In der dritten These stellt der Verfasser mit Recht fest, wie wichtig Leitfiguren sind. Derzeit fehlen in der österreichischen Justiz solche Persönlichkeiten, die genügend engagiert sind und im System innovativ wirken. Schon bei der Grundausbildung sollte die Kritikfähigkeit und Selbstreflexion gestärkt werden. Mein Beitrag dazu ist der Umstand, dass jeder Richter genügend Kreativität haben muss, um sich (und den Parteien) den Ärger mit dem Sachverständigen(un)wesen zu ersparen. Die Sachverständigen haben mich oft an reine „Lohnschreibereien“ erinnert, wobei ich nicht unbedingt mangelnde Ethik behaupten möchte, jedenfalls aber mangelnde Qualität und die jeweilige Abhängigkeit vom Auftraggeber – klassischer Fall sind die von den Staatsanwälten bestellten Sachverständigen.

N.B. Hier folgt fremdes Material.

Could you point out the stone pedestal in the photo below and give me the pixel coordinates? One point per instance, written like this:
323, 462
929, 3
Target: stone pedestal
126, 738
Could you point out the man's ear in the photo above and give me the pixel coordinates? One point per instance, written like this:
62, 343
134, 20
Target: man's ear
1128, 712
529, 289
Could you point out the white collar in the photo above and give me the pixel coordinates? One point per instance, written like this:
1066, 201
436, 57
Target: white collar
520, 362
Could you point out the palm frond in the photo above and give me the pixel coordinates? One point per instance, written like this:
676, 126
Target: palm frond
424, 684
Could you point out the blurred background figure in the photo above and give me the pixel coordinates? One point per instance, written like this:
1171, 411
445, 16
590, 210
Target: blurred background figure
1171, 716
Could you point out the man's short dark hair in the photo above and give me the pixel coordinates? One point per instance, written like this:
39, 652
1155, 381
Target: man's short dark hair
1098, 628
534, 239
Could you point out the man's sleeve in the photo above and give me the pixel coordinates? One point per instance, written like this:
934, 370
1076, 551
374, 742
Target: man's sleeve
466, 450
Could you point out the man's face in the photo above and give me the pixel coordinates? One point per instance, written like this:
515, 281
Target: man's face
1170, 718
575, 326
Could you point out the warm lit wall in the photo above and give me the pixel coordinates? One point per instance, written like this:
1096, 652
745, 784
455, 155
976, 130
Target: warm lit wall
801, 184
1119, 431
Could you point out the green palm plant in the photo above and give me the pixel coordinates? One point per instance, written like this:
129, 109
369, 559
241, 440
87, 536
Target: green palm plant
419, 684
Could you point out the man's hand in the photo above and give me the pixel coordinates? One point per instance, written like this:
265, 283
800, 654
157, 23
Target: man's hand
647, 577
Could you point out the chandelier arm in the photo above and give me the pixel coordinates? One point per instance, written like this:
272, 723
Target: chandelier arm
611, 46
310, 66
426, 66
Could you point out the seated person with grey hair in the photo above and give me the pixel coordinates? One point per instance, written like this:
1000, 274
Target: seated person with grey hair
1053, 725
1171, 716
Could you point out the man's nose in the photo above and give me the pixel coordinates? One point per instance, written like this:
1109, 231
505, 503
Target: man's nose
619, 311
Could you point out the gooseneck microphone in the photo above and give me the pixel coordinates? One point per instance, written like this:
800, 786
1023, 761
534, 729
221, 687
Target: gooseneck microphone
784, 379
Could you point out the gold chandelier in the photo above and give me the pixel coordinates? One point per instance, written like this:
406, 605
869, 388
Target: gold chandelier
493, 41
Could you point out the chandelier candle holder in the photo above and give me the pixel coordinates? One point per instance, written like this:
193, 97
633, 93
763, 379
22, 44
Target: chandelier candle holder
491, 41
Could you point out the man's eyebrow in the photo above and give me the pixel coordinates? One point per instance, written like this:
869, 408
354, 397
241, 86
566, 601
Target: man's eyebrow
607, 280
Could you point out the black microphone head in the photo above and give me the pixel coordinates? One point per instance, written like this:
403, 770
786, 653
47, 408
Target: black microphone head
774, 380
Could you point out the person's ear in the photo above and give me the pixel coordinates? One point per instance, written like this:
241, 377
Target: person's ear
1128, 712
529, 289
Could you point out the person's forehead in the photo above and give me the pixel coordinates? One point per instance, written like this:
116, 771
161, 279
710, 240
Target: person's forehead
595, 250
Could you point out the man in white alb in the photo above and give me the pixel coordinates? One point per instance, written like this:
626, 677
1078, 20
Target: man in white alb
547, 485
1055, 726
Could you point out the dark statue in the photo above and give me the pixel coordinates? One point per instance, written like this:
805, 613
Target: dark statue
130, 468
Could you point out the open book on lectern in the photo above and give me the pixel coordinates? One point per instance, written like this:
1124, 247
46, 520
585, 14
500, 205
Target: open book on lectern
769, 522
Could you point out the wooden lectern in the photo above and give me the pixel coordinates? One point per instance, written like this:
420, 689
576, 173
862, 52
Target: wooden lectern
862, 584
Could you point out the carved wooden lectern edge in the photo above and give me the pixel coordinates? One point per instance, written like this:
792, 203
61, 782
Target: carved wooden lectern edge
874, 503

Imponierend ist der Gedanke von Scheiber im Familien-, Jugendstraf- und Erwachsenenschutzrecht runde Tische einzuführen, um eine gemeinsame Lösungssuche aller Beteiligten zu ermöglichen.

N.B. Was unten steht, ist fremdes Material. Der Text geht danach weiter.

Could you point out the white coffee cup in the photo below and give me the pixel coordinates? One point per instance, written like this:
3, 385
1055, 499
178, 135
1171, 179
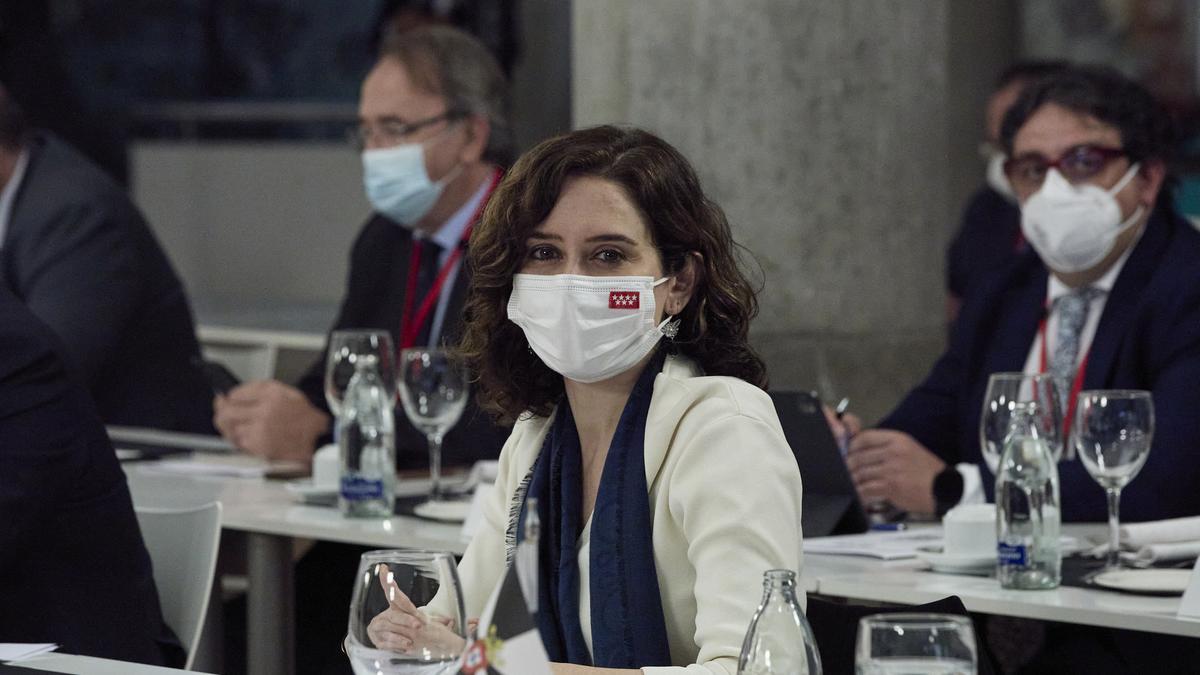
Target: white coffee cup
970, 530
327, 466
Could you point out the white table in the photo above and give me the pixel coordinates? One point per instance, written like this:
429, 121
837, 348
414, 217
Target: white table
90, 665
907, 583
270, 517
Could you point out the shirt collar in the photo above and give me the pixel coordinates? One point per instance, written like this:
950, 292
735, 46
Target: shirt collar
1056, 288
448, 236
9, 195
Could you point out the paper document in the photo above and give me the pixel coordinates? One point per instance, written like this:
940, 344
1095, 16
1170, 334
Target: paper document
18, 651
883, 545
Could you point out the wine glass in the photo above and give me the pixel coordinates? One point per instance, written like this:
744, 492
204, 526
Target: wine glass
433, 392
1006, 393
345, 347
903, 644
385, 584
1113, 434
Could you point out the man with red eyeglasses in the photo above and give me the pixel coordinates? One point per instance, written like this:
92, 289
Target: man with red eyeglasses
1107, 298
433, 133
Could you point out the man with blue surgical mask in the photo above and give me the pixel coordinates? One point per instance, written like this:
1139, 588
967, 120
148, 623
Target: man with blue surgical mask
1107, 298
433, 135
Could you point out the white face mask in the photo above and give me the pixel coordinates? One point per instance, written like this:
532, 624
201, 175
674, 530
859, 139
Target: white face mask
1073, 227
397, 184
996, 177
587, 328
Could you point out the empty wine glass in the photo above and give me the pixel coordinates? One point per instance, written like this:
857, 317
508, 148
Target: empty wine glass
1006, 392
1113, 432
395, 586
911, 644
345, 347
433, 392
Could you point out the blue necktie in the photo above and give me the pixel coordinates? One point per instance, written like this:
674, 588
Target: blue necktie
1072, 311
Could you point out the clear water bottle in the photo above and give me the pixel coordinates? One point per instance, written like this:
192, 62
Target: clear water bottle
779, 640
366, 432
1027, 517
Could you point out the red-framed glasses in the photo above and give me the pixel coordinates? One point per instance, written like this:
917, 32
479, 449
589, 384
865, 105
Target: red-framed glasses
1077, 165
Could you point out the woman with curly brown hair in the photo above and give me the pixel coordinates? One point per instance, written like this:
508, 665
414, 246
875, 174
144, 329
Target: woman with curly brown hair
664, 484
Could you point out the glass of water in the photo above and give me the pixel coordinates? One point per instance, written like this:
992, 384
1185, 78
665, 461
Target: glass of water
393, 590
1113, 432
433, 392
911, 644
1006, 393
345, 347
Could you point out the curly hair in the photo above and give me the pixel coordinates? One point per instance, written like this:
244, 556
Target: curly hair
660, 183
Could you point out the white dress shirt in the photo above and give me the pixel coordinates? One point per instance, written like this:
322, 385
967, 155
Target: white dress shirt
972, 481
9, 195
448, 237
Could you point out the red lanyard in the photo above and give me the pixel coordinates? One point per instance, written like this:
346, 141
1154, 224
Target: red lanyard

In der vierten These behandelt Scheiber die großen Probleme im Zusammenhang mit dem Faschismus und schildert den Fall Gross. Zu meiner Verwunderung als damaliger Verteidiger des Heinrich Gross weist Scheiber nach, dass erst eine Weisung des damaligen Justizministers notwendig war, aufgrund des erdrückenden Beweismaterials Gross anzuklagen. Die Republik hätte schon längst Gross anklagen müssen, und das erkennende Gericht hätte die Möglichkeit gehabt, ein Beweisverfahren durchzuführen. Tatsächlich war es so, dass ganz im Gegenteil Heinrich Gross jahrzehntelang der Hauptsachverständige der Justiz im Landesgericht für Strafsachen Wien war.

Mängel im Strafrecht

Die These fünf ist ein Narrativ betreffend die Mängel im Strafrecht bezüglich der aktuellen gesetzlichen Bestimmungen. Maßnahmen für eine Reform sind folgende:
Befreiung des Rechtsmittelverfahrens vom Formalismus der Nichtigkeitsgründe; obligatorische anwaltliche Vertretung in allen Strafverfahren, also nicht nur wie bisher in der Untersuchungshaft, sondern auch in der Strafhaft.

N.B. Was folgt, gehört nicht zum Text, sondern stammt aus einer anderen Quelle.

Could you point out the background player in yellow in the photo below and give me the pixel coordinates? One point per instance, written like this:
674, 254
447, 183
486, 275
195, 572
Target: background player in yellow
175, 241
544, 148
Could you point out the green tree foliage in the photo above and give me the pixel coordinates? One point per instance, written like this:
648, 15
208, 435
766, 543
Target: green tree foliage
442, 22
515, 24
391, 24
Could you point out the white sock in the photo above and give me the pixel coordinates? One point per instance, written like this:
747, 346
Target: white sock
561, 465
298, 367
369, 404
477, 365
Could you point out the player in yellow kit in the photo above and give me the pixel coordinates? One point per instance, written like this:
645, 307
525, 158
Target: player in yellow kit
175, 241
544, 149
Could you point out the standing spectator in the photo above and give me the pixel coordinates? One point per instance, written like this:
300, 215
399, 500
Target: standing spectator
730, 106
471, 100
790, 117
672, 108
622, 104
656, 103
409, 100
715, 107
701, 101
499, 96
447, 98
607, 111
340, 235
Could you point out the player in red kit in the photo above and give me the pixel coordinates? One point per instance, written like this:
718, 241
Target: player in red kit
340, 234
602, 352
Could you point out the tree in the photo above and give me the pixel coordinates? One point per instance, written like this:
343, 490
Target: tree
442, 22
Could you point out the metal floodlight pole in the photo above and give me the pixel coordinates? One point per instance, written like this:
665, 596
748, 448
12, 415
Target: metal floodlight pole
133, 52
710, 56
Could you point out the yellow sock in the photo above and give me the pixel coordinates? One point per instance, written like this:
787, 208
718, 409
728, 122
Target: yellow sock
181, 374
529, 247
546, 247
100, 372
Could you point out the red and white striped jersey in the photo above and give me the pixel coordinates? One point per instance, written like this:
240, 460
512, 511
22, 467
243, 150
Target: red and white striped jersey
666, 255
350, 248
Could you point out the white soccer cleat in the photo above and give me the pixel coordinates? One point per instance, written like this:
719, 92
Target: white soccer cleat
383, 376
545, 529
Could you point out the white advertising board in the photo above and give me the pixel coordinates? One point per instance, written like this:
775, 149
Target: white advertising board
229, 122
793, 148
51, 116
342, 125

Gerade im Verfahren bei der bedingten Entlassung habe ich selbst noch festgestellt, wie oft nicht genügend qualifizierte Sprengel- und Rechtshilferichter den Antrag eines Delinquenten in wenigen Minuten abgeschmettert haben, weil er ohne Anwalt und nach jahrelanger Verbüßung einer Strafe geschwächt und im Hinblick auf die Autorität dieses Richters sprach- und machtlos war. Unter dem Vorwurf der Nicht-Qualifikation erblicke ich die nicht genügend geschärfte Empathie und die totale Überlastung vieler Richter in zahlreichen Gerichten Österreichs. Scheiber fordert die Vernetzung der Gerichte mit den Sozialarbeitern und den Forschungseinrichtungen, und es sollte endlich ein forensischer Lehrstuhl eingerichtet werden.
Für mich nicht überzeugend ist Scheibers Forderung nach der Schaffung dreier statt wie bisher zweier Instanzen, weil durch die bisher unrichtige Einschätzung der Bedeutung der Justiz nicht einmal genügend Mittel für die korrekte Gestaltung zweier Instanzen zur Verfügung stehen.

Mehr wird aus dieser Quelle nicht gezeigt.